PROBLEMA
PONDOK PESANTREN DIRANAH POLITIK
Oleh : Asih Nurhidayati
Artikel ini adalah hasil resensi
Dari :
Asih Nurhidayati
Judul :
Pondok Pesantren dan Godaan Politik Pilkada
Penulis :
Imam Mustofa, SHI.,MSI
Diterbitkan :
Surat kabar harian Lampung Post
tanggal 12 Februari 2010
Indonesia adalah negeri yang
menampung pesantren terbesar di dunia. Pada tahun 1987 saja pesantren terdata
dalam jumlah 5.000 buah. Dari data-data tersebut, kita patut berbangga dan bernafas
lega bahwa pilar-pilar Islam di Indonesia masih solid. Namun saat ini,
pesantren di salah artikan oleh pihak-pihak tertentu seperti halnya politisi.

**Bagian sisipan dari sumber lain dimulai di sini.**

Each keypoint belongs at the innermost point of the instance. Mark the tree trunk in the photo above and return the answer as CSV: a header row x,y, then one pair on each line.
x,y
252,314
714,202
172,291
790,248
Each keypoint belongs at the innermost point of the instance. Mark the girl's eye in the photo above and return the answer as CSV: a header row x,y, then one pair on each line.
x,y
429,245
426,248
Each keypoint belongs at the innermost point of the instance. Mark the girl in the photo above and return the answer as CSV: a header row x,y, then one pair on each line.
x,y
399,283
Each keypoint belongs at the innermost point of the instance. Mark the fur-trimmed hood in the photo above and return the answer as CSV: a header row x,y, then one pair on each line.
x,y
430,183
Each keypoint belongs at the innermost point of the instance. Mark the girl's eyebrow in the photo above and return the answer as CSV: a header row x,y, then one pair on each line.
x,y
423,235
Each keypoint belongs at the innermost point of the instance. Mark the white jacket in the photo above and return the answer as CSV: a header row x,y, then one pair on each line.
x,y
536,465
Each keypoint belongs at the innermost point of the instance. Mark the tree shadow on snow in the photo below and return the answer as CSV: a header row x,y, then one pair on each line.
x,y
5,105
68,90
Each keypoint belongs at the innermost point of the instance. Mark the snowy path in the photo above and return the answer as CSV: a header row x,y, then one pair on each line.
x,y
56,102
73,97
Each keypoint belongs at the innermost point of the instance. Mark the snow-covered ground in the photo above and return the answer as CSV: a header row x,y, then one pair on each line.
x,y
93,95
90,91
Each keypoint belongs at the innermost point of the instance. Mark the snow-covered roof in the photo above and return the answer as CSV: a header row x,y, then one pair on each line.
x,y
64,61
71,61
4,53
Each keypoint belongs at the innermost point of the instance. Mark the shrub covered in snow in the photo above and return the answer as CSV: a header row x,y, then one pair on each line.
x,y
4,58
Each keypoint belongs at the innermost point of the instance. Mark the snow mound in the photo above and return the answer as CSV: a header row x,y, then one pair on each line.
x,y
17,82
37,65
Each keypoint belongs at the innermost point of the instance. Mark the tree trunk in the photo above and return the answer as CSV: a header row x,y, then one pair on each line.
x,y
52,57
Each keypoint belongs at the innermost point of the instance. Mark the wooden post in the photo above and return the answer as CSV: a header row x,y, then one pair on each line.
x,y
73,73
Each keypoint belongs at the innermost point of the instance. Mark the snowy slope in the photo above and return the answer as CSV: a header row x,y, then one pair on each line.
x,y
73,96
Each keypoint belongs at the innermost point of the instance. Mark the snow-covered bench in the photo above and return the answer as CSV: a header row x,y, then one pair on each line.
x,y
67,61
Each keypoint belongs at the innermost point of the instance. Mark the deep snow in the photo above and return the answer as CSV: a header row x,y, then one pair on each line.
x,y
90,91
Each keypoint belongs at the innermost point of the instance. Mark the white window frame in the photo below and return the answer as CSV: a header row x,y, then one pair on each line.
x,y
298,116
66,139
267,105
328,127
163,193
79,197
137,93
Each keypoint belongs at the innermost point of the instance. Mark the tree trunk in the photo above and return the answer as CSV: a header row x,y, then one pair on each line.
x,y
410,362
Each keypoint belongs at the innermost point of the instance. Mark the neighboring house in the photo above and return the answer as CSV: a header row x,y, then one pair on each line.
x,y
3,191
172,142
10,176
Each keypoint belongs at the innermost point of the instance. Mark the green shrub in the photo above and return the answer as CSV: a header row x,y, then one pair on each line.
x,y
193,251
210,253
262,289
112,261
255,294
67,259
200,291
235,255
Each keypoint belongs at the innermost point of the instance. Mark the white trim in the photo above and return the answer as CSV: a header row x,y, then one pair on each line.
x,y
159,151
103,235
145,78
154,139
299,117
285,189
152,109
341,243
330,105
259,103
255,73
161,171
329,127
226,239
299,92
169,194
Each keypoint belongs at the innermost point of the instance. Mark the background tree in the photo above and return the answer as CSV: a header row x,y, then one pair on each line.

Pesantren seolah menjadi tempat untuk
memuluskan pencalonan mereka. Apakah permintaan restu para calon politisi saat
ini untuk kemaslamatan umat? Atau hanya untuk mengejar status social dan
kekuasaan?
Pondok pesantren merupakan lembaga
pendidikan Islam yang mempunyai nilai historis terhadap gerakan social
keagamaan. Pondok pesantren bukan hanyalembaga pendidikan intelektual, akan
tetapi juga pendidikan spiritual, pendidikan moral dan pendidikan social
kemasyarakatan seperti yang telah dikemukakan oleh mendiang KH. Abdurrahman
Wahit (Gus Dur). Pesantren mempunyai asset yang cukup handal dan tidak bisa diremehkan
termasuk kekuatan politik. Oleh karena itu, pesantren menjadi rebutan politisi
menjelang pemilu.
Akhir-akhir ini, ada kecenderungan
opini yang mengarah ke desakralisasi Ulama. Hal ini muncul karena hingar binger
dunia politik dengan segala godaannya. Seperti yang dikemukakan oleh Asep M
Tamam dalam artikelnya. Godaan politik yang cukup mempesona membuat santri atau
Kyainya terjebak kedalam dunia politik yang njimet ini.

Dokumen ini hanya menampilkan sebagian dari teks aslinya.